For applications that don't specifically demand that, I'd be interested to know how the costs and benefits of 'dealing with the cooling demands of a smaller number of denser parts' compare with 'dealing with the cooling demands of more, cooler, parts, closer to whatever the performance per watt sweet spot is; but with more cabling, PSUs, switches, and similar interconnect and support stuff to buy and power'...
Yes, as usual, the MIT press release oversells the research, while the original paper [pdf] is a bit more careful in its claims. The paper makes clear that the novel contribution isn't the idea of putting "little internets" (as the press release calls them) on a chip, but acknowledges that there is already a lot of research in the area of on-chip routing between cores. The paper's contribution is to propose a new cache coherence scheme which they claim has scalability advantages over existing schemes.
10 PRINT CHR$(205.5+RND(1)); : GOTO 10
pointer arithmetic, cache invalidation, and off-by-one errors
"I'd just like to emphasise that taking a million years isn't a metaphor here..." -Rich Bradshaw
The basic idea isn't new. What the paper is really claiming is new is their particular cache coherence scheme, which (to quote from the Conclusion) "supports global ordering of requests on a mesh network by decoupling the message delivery from the ordering", making it "able to address key coherence scalability concerns".
How novel and useful that is I don't know, because it's really a more specialist contribution than the headline claims, to be evaluated by people who are experts in multicore cache coherence schemes.

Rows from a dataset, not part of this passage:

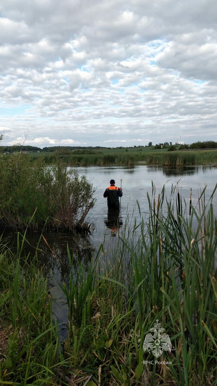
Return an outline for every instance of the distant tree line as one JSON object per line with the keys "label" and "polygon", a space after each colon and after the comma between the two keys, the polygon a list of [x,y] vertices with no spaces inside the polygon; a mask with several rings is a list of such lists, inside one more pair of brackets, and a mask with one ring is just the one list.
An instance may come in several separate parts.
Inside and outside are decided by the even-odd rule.
{"label": "distant tree line", "polygon": [[180,150],[185,149],[217,149],[217,142],[215,141],[204,141],[194,142],[191,145],[181,145],[179,148]]}

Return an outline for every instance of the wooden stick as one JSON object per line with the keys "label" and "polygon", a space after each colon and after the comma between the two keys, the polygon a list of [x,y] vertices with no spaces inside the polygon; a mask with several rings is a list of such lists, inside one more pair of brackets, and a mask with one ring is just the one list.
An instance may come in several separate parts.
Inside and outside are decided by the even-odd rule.
{"label": "wooden stick", "polygon": [[[122,178],[121,178],[121,179],[120,179],[120,187],[121,188],[121,185],[122,185]],[[121,208],[121,197],[120,197],[120,207]]]}

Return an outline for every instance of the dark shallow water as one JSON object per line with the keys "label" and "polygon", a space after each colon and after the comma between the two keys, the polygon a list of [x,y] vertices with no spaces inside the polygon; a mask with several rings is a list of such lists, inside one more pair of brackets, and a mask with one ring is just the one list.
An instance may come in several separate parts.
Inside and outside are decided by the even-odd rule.
{"label": "dark shallow water", "polygon": [[[192,189],[192,203],[196,205],[200,192],[207,185],[206,196],[209,198],[217,182],[217,169],[211,167],[192,166],[168,168],[157,166],[137,166],[131,167],[79,167],[76,169],[79,175],[85,175],[90,180],[95,188],[96,202],[95,207],[89,214],[89,220],[93,224],[90,235],[74,235],[69,233],[53,233],[45,232],[43,235],[48,247],[42,239],[39,247],[38,255],[42,266],[44,267],[49,278],[50,291],[56,300],[54,311],[59,323],[60,330],[63,338],[67,336],[67,307],[65,299],[61,293],[58,283],[67,283],[69,272],[69,264],[67,245],[69,246],[72,256],[78,255],[78,259],[84,262],[87,268],[93,252],[97,250],[101,244],[104,242],[105,247],[112,250],[116,242],[117,232],[121,234],[127,215],[130,218],[136,217],[139,222],[139,213],[136,200],[139,202],[141,214],[145,218],[149,213],[147,192],[150,198],[152,192],[152,180],[156,188],[157,200],[159,193],[165,185],[166,194],[169,198],[172,185],[178,182],[180,193],[182,199],[189,202],[190,189]],[[120,186],[122,179],[123,196],[119,222],[114,228],[114,217],[108,213],[107,200],[103,197],[103,193],[112,178],[115,181],[116,186]],[[174,195],[175,202],[176,195]],[[217,194],[215,192],[213,200],[214,207],[217,207]],[[116,224],[117,225],[117,224]],[[29,232],[27,238],[32,245],[36,246],[41,234]],[[115,237],[114,237],[115,236]],[[13,237],[8,239],[10,245]],[[15,242],[14,245],[16,244]],[[33,254],[34,248],[25,244],[26,254]]]}

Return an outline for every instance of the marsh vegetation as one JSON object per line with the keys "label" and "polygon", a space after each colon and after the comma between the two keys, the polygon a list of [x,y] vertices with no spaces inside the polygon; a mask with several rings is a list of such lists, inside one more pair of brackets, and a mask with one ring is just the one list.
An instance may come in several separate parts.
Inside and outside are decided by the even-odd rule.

10 PRINT CHR$(205.5+RND(1)); : GOTO 10
Banging my head on the table right now.
Why do people with zero actual semiconductor knowledge try to speak as an authority*?!
It's a research chip, meaning they don't need to be on the latest process node to show their proof of concept. Larger nodes (much cheaper to design a chip on) have thicker gate passivation layers and run at higher voltage. From an architecture standpoint the process node/voltage are irrelevant. So if their architecture proves out, some bigger outfit can run with it while targetting the latest-greatest itty-bitty process node to increase the clock-rate, drop the power, and reduce the area/price.
*I am not a processor designer, just a mixed signal (mostly analog) guy, but I've been working in the semiconductor industry, including doing process bake-offs for over a dozen years.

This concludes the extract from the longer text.